Large glazing elevations and other strategic window placements were an important part of the home design in order to provide the building with long-ranging views and gave the master bedroom unimpeded views.
In keeping with the setting and aesthetic, the home was finished using materials such as zinc and pre-weathered burnt timber cladding which interfaced well with the architectural glazing provided by IQ. The combination of the external materials and minimally framed glazing ensured the home suited its site and context.
The glazing package was completed with the use of Sieger aluminium casement windows to smaller openings and various installations of structural glazing, making the most of the expansive views.
In the secluded snag living room, minimal sliding doors were also used to create a light well. This box of glass brings in light from above without taking away from the cosy enclosed atmosphere of this room.

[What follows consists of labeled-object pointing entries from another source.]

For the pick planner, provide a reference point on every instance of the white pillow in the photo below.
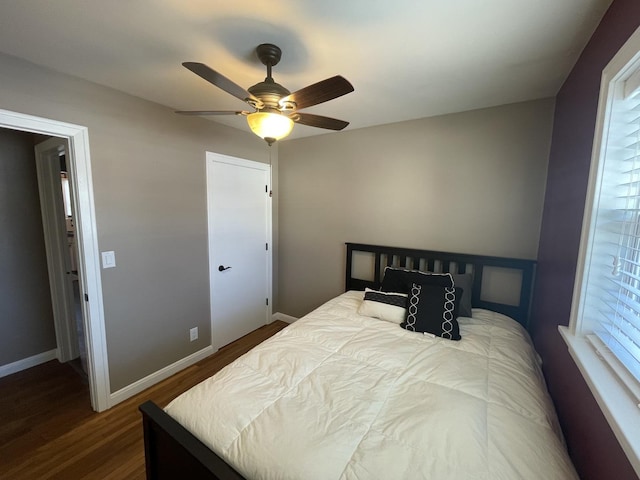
(388, 306)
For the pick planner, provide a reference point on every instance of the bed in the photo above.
(341, 394)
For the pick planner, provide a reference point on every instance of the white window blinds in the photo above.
(614, 278)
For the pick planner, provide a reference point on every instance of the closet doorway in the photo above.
(90, 286)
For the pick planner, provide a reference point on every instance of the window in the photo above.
(604, 332)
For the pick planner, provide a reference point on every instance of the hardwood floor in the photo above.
(48, 430)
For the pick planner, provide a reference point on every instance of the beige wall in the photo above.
(470, 182)
(149, 185)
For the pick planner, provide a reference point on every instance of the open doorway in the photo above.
(55, 185)
(89, 281)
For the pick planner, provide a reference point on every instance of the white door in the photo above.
(239, 208)
(57, 247)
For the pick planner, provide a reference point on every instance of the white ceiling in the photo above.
(407, 59)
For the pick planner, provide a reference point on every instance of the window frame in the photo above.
(602, 372)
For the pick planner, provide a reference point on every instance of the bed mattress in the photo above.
(337, 395)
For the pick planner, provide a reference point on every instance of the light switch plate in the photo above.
(108, 259)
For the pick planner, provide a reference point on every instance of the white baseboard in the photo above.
(29, 362)
(284, 317)
(150, 380)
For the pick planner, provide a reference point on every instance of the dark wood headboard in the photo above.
(447, 262)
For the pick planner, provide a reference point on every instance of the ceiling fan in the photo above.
(276, 109)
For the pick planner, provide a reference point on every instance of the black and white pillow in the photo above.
(400, 280)
(388, 306)
(433, 308)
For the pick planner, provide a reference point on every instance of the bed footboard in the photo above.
(172, 452)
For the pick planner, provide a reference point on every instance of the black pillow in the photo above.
(433, 308)
(400, 280)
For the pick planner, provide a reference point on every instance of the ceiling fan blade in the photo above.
(212, 112)
(318, 121)
(320, 92)
(220, 81)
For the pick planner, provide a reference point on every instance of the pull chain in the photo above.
(270, 174)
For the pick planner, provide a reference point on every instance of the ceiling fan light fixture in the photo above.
(270, 126)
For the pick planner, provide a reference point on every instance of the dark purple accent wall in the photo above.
(594, 449)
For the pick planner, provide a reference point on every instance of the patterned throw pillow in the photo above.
(433, 308)
(400, 280)
(391, 307)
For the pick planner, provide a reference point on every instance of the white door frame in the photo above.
(212, 157)
(55, 241)
(79, 163)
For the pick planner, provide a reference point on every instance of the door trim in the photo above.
(79, 162)
(211, 158)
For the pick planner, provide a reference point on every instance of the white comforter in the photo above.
(340, 396)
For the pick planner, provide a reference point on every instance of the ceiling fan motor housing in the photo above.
(270, 93)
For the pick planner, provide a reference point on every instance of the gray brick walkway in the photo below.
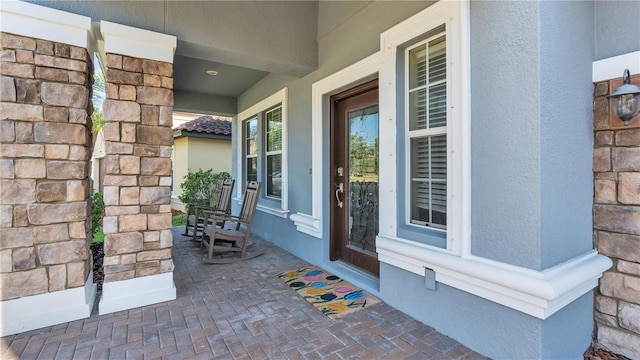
(237, 311)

A steel beam spanned the opening, supporting the head frame of the minimal sliding doors and the base fixing for the shaped structural glass window above. In order to create an all-glass elevation, we designed a bespoke detail to the structural glass unit above. The outer face of the double-glazed unit was elongated and sailed over the face of the steel with a specialist hidden fixing detail behind to structurally secure the glass to the steel.
The result is a seamless spandrel panel over the steel beam, creating a full all-glass elevation.
Above, the shaped structural glass window was split into two uneven sized panes. More structural glazing was used to create a small glass to glass corner by the minimal windows. This corner detail was very tricky, including lots of cuts and angles forming together beneath the shaped gable roof.